O amor-próprio e os colibris tupis
Cotovia@mafalda.carmona
Ou como a vida selvagem é um porto seguro.
- Aos domingos para mim, para o fundador da estação de televisão que emite o programa, e, pelo menos para algumas das minhas pessoas, não pode faltar a "Vida Selvagem", e no top de visualizações com direito a ocupar espaço de gravação nos megas da box, está o documentário da vida selvagem da Arrábida, de Luís Quinta e Ricardo Guerreiro.
Documentário "Arrábida da Serra ao Mar"
Sim, é sempre uma boa coisa estar informada sobre o que se passa no planeta.
“Informação é poder” e estes conhecimentos são muito úteis para, em momentos cruciais, as decisões “informadas” aparecerem, não por magia, mas graças ao conhecimento, preferencialmente em primeira mão (ou asa). Mas, como não se consegue, nem voando, estar em todo o lado ao mesmo tempo, a televisão e os jornais dão jeito, verdade.
Se refletem a verdadeira natureza da vida selvagem?
Não necessariamente. Pela concorrência em todas as áreas, e esta não é exceção, haverá que modelar o tom, o encadeamento e a escolha das imagens para se determinar qual a história a contar. Se a sequência for feita por outra ordem, o texto da locução diverso, várias realidades podem ser apresentadas com as mesmas imagens base. Ao fim e ao cabo é uma espécie de reality show com uma produção e direção de atores involuntários e não remunerados.
As coisas boas deste programa são as imagens, a locução e o estilo imutável, todas a cooperarem, para fazer chegar até nós a sensação de permanência.
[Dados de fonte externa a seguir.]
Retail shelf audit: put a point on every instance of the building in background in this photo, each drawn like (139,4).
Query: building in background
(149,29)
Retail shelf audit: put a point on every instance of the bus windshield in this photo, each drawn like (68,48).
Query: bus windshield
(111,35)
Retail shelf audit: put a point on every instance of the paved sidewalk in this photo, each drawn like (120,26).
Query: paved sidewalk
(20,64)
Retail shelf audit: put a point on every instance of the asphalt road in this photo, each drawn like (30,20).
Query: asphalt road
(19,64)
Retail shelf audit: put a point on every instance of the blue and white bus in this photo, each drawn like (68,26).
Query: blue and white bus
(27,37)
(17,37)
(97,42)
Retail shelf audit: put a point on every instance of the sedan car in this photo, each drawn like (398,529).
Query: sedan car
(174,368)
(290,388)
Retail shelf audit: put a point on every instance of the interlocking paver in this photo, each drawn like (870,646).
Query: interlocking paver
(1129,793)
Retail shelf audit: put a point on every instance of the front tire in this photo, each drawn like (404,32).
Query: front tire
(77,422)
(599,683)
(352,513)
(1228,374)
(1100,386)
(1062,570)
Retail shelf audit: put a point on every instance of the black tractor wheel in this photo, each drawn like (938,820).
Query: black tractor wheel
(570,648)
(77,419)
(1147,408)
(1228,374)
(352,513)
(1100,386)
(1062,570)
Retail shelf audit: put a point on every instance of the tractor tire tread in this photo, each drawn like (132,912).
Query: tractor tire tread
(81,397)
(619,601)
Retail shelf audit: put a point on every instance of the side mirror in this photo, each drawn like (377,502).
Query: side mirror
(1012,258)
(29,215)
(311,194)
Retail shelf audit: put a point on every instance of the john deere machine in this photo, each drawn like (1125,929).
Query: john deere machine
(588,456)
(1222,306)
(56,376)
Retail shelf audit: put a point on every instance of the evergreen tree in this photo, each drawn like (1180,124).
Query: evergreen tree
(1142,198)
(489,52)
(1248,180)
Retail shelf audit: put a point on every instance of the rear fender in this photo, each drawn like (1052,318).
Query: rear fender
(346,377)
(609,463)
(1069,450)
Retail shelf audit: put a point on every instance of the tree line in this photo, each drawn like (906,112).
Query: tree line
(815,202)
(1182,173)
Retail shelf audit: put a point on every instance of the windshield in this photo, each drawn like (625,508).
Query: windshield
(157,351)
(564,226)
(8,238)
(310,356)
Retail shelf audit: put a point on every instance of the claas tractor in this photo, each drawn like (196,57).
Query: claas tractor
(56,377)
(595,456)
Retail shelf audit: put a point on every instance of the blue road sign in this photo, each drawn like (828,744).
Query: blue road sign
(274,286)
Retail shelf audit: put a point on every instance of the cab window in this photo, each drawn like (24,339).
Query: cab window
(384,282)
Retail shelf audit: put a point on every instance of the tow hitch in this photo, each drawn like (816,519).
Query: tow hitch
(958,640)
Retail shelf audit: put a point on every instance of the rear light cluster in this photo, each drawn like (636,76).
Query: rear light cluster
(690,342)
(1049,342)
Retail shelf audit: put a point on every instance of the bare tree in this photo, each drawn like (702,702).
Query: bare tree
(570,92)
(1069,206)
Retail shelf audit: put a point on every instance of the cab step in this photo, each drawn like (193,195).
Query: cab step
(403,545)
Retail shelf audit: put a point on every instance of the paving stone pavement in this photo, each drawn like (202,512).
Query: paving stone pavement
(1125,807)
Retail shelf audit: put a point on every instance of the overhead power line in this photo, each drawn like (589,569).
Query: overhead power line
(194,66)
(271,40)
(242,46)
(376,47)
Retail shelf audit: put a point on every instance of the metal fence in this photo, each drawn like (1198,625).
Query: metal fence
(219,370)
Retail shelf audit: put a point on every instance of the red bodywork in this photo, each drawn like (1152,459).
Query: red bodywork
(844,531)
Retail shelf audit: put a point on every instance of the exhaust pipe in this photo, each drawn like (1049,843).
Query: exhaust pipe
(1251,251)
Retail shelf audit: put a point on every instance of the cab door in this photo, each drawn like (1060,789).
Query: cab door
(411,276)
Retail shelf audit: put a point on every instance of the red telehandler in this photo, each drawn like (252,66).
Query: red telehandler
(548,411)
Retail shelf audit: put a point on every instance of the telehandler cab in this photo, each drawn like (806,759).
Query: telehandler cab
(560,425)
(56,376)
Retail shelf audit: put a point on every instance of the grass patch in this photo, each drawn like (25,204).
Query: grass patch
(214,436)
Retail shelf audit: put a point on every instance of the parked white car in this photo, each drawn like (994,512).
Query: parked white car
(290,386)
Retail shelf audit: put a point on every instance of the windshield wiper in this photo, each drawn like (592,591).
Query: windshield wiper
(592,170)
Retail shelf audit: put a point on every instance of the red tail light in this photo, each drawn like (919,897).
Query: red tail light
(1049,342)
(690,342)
São, para todos os efeitos, uma referência, o anti-reflexo do mundo caótico e aparentemente fora de quaisquer regras, pois neste, o da “vida selvagem”, podemos contar com uma certa lógica, e, tem as referências fixas que nos são essenciais.
Essenciais porque precisamos de alguma segurança (ou muita) ao longo do percurso das nossas vidas.
Precisamos daquilo que é chamado "porto seguro" onde sabemos temos salvo-conduto para "pousar" sempre que nos apetecer, ou quando cansados física ou emocionalmente.
Vamos, por exclusão de contexto, pôr de parte o município de Porto Seguro, na Bahia, do outro lado do Atlântico, até porque, nesse caso, o porto seguro foi apenas para Pedro Alvares de Cabral, e não para a tribo Tupi que lá estava previamente.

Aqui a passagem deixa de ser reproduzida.